Kesederhanaan Mbah Maimun

Mbah Maimun merupakan ulama yang bisa dibilang anti mainstream atau langka. Jika kebanyakan kiai besar dan terkenal mempunyai rumah dan kendaraan yang bisa dibilang mewah, maka beliau lebih memilih hidup dengan penuh kesederhanaan.

Bahkan dalam salah satu ceramah KH. Ahmad Bahauddin Nursalim atau yang lebih populer disebut Gus Baha’, mengatakan bahwa sudah berulang kali ada orang menawarkan diri untuk merenovasi rumah Mbah Maimun agar rumah beliau tampak lebih bagus tetapi selalu ditolak.

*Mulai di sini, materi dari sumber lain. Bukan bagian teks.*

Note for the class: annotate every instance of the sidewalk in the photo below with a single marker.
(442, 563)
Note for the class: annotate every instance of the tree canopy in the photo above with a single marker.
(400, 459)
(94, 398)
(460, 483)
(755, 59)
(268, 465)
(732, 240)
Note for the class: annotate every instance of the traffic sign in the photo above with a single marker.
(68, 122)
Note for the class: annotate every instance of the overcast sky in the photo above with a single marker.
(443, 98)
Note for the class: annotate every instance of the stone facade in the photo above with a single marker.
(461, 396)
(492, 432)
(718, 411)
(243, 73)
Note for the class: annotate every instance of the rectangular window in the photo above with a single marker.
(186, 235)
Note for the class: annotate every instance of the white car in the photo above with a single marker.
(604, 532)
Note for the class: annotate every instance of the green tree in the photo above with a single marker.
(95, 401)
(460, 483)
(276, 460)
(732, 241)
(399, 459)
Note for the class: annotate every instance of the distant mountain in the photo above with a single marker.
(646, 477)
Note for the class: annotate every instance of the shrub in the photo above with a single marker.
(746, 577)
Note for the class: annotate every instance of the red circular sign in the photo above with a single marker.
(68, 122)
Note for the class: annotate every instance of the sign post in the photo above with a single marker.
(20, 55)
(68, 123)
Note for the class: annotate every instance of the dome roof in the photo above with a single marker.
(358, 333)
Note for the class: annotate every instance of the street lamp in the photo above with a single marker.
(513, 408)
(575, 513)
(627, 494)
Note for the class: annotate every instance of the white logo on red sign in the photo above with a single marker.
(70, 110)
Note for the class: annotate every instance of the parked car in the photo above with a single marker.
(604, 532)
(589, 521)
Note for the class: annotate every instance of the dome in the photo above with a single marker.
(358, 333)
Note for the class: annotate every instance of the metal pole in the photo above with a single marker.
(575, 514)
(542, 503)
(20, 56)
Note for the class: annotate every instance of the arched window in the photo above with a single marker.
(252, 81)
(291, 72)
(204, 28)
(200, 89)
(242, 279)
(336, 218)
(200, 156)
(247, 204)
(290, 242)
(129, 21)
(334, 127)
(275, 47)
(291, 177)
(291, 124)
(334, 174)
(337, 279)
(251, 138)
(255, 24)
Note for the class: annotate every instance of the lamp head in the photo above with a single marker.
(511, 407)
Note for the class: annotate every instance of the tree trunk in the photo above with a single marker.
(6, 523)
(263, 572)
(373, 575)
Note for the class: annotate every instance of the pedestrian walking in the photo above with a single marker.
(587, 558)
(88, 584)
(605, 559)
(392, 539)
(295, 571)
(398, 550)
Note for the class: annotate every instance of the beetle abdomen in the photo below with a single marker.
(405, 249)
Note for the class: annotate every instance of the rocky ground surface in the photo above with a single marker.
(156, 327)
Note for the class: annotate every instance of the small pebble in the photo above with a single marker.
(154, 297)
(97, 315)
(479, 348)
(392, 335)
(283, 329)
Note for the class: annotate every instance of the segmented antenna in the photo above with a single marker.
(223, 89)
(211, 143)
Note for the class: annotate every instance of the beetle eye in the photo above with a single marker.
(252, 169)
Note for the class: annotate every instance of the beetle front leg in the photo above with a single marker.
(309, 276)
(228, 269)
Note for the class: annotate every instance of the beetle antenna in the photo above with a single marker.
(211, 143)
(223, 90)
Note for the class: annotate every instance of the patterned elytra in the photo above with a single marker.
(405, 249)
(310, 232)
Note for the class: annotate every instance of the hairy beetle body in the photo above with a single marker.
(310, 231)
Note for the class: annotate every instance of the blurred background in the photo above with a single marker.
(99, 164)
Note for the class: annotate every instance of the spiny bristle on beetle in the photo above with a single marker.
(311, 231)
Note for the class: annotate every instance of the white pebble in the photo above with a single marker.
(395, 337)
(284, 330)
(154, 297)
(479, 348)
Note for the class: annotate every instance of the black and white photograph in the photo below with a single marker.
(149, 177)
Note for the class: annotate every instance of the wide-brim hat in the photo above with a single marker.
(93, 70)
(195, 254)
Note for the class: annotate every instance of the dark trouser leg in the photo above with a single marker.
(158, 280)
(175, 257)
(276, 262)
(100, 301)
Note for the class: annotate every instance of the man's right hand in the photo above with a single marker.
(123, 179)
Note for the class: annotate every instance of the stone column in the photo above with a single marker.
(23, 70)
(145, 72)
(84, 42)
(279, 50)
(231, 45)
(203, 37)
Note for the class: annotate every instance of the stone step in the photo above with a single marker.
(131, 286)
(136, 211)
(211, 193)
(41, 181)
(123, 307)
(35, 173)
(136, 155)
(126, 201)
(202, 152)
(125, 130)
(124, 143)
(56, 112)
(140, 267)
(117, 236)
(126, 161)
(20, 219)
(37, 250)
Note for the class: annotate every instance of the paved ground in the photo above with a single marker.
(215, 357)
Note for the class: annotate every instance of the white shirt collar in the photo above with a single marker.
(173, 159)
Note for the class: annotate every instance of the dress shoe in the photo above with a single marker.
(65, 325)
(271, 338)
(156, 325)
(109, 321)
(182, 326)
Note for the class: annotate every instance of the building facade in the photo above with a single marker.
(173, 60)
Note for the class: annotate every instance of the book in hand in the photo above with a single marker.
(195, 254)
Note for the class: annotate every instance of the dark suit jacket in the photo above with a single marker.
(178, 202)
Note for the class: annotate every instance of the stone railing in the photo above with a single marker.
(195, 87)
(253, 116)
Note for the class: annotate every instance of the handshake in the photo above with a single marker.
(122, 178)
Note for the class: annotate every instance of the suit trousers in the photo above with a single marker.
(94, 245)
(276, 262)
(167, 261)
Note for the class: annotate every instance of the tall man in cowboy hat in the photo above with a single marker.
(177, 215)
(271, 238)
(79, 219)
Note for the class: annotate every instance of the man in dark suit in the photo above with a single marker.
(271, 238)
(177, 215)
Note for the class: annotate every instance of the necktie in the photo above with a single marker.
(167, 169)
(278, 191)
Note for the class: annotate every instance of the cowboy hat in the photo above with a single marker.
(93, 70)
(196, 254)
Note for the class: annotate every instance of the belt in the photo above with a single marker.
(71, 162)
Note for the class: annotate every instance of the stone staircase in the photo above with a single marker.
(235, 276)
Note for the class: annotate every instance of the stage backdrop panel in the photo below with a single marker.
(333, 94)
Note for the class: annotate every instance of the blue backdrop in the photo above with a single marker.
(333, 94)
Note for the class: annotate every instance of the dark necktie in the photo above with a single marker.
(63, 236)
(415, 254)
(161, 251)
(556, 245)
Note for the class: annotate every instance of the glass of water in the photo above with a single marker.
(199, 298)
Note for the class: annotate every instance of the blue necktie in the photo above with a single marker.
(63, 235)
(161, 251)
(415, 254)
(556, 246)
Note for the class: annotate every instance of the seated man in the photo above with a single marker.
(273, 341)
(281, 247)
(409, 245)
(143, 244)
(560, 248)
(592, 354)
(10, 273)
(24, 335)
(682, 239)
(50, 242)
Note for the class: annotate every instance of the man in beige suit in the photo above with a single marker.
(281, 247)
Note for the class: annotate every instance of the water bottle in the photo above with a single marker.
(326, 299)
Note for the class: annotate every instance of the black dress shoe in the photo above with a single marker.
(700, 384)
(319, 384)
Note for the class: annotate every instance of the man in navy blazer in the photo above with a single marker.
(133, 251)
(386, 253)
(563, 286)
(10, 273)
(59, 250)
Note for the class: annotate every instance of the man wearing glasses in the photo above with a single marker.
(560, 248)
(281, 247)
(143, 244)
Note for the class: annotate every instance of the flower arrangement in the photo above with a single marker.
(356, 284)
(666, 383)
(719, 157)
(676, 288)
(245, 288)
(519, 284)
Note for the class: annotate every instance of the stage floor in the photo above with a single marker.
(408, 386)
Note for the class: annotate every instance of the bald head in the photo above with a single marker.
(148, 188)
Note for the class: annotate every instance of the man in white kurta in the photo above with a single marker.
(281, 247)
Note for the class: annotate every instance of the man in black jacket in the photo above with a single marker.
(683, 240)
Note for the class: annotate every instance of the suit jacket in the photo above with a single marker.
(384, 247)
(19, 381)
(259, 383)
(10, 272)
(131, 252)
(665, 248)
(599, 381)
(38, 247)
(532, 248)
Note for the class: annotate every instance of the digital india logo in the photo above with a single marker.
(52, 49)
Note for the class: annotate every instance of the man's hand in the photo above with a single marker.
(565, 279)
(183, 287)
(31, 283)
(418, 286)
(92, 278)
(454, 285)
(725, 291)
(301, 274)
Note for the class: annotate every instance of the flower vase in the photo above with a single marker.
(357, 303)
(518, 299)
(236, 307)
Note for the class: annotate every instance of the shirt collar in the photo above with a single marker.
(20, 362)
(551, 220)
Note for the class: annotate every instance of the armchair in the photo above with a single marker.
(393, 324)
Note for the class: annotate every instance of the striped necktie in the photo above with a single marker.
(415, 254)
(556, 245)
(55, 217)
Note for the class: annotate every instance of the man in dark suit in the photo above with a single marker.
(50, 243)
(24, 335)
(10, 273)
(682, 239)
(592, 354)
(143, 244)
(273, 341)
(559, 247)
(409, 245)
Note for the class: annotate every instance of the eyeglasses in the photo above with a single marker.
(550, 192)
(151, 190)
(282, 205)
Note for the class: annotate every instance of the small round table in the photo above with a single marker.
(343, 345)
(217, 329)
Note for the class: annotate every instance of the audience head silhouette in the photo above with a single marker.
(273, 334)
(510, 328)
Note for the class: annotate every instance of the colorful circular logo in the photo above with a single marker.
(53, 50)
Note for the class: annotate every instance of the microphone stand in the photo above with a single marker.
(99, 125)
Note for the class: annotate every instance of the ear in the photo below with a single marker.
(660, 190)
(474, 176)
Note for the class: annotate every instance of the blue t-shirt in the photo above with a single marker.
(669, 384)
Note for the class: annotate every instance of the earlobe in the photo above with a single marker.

Hal ini karena Mbah Maimun merupakan tipe kiai yang mempunyai jiwa kesederhanaan dan cenderung tidak menyukai kemewahan.

Berdasarkan penuturan santrinya, kehidupan Mbah Maimun sejak dulu sampai wafat terkenal sederhana. Bayangkan saja beliau pernah menjadi anggota DPR, menjadi ketua Majelis Syariah PPP dan menjadi mustasyar PBNU, belum ditambah dengan posisi-posisi penting yang beliau pegang. Tentu saja dengan posisi yang sangat strategis itu sangat mudah bagi Mbah Maimun untuk sekedar mempunyai rumah mewah, mobil mewah, dan berbagai aset kekayaan lainya. Tetapi kesempatan tersebut tidak beliau ambil dan justru lebih memilih hidup dengan sesederhana mungkin.

Selain sederhana, Mbah Maimun juga dikenal dengan kiai yang egaliter. Hal ini tercermin ketika beliau menghadapi tamu-tamunya. Siapapun yang menjadi tamunya, meski tamu tersebut baru pertama kali sowan dan bukan orang penting pasti akan diajak untuk ngobrol dengan akrab. Hal inilah yang kemudian menular kepada salah satu santri kesayangannya, Gus Baha’ yang terkenal dengan kesederhanaannya. 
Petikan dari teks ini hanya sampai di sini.